These are other delicious anecdotes were on the menu Thursday evening at the University of Utah Washington chapter’s alumni association meeting, which hosted Burr and fellow Washington correspondent Matt Canham – himself a U of U grad and former editor of the school’s newspaper – in a post mortem about the 2012 elections.
While it’s easy for pundits and others to Monday morning quarterback a lost election, Canham insists Gov. Mitt Romney’s campaign “performed pretty well.”
While Mormonism may have hurt Romney in some primary battles, notably South Carolina, it “may have helped humanize him on the national stage,” Burr said. The election in general was “absolutely a positive for the LDS Church.”
Moreover, the Mormon issue itself was nowhere near as relevant in 2012 because it had already been covered so extensively in 2008.
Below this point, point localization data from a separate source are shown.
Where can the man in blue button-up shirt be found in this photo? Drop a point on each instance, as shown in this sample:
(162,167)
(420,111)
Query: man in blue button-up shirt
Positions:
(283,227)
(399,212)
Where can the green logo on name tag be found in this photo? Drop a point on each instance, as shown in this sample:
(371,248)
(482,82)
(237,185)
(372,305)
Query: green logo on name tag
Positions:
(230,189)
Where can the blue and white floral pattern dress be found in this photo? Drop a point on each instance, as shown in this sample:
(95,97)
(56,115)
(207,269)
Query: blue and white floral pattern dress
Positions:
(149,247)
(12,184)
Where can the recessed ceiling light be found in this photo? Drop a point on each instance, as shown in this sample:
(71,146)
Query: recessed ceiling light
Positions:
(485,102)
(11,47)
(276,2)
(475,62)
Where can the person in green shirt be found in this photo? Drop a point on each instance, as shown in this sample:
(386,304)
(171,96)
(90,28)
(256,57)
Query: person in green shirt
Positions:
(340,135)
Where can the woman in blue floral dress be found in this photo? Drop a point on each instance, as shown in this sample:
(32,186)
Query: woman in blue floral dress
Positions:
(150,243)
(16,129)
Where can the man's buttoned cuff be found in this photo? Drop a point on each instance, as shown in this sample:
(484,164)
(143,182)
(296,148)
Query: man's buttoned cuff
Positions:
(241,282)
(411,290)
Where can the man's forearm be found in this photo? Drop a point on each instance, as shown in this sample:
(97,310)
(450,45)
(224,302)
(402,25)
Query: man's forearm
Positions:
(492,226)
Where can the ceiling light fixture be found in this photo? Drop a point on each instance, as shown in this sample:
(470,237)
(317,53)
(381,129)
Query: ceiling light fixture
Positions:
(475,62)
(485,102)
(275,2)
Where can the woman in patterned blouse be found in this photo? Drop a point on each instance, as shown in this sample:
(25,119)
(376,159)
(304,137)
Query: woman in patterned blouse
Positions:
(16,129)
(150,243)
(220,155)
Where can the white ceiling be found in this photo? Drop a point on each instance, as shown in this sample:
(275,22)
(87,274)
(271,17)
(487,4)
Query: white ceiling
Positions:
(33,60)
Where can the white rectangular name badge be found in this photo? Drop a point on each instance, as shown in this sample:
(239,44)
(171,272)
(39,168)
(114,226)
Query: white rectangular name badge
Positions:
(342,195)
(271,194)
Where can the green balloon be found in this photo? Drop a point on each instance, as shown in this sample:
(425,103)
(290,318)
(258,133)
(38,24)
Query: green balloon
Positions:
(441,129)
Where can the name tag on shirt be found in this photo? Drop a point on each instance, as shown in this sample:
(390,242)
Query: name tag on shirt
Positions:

The big surprise on Tuesday was the Mia Love-Jim Matheson race, Canham said, and “not just because [the Tribune] poll absolutely blew it.”
Given all the advantages Love had – her star potential, gobs of money, and a Mormon at the top of the ticket – the question going forward is how does the Republican Party possibly beat Matheson ever. Canham also noted that this election also underscores just how hard it is to run against any incumbent.
“We had an idea today,” Burr quipped. “Run Mitt Romney against her.”
One of the challenges that Utah Republicans face is that, given how strongly they dominate elections, most campaign advisors are not “battle tested” for intra-party tough races, Canham said. “She just didn’t have the machinery in place,” but he noted for someone as young and talented as she is “There’s plenty of opportunities for her to do more in the future.”
One opportunity could be a Senate run in 2018. “A whole lot of people are lining up for Orrin Hatch’s job,” when he steps down, Canham said.
Of course no post-election discuss is complete without speculation about the next election. The two prognosticated that Republicans will need to soften on issues like gay marriage and immigration, the way Democrats have on gun control.
“If Republicans don’t change, they’ll become the Whig Party of our day,” Burr said.
One of those changes could be candidates who are fielded. Canham thinks the GOP nominee in 2016 will be Sen. Marco Rubio (FL), who could help the Republicans win Latino voters, and the Democrat nominee will be a woman: Hillary Clinton or Sen. Kirsten Gillibrand (NY).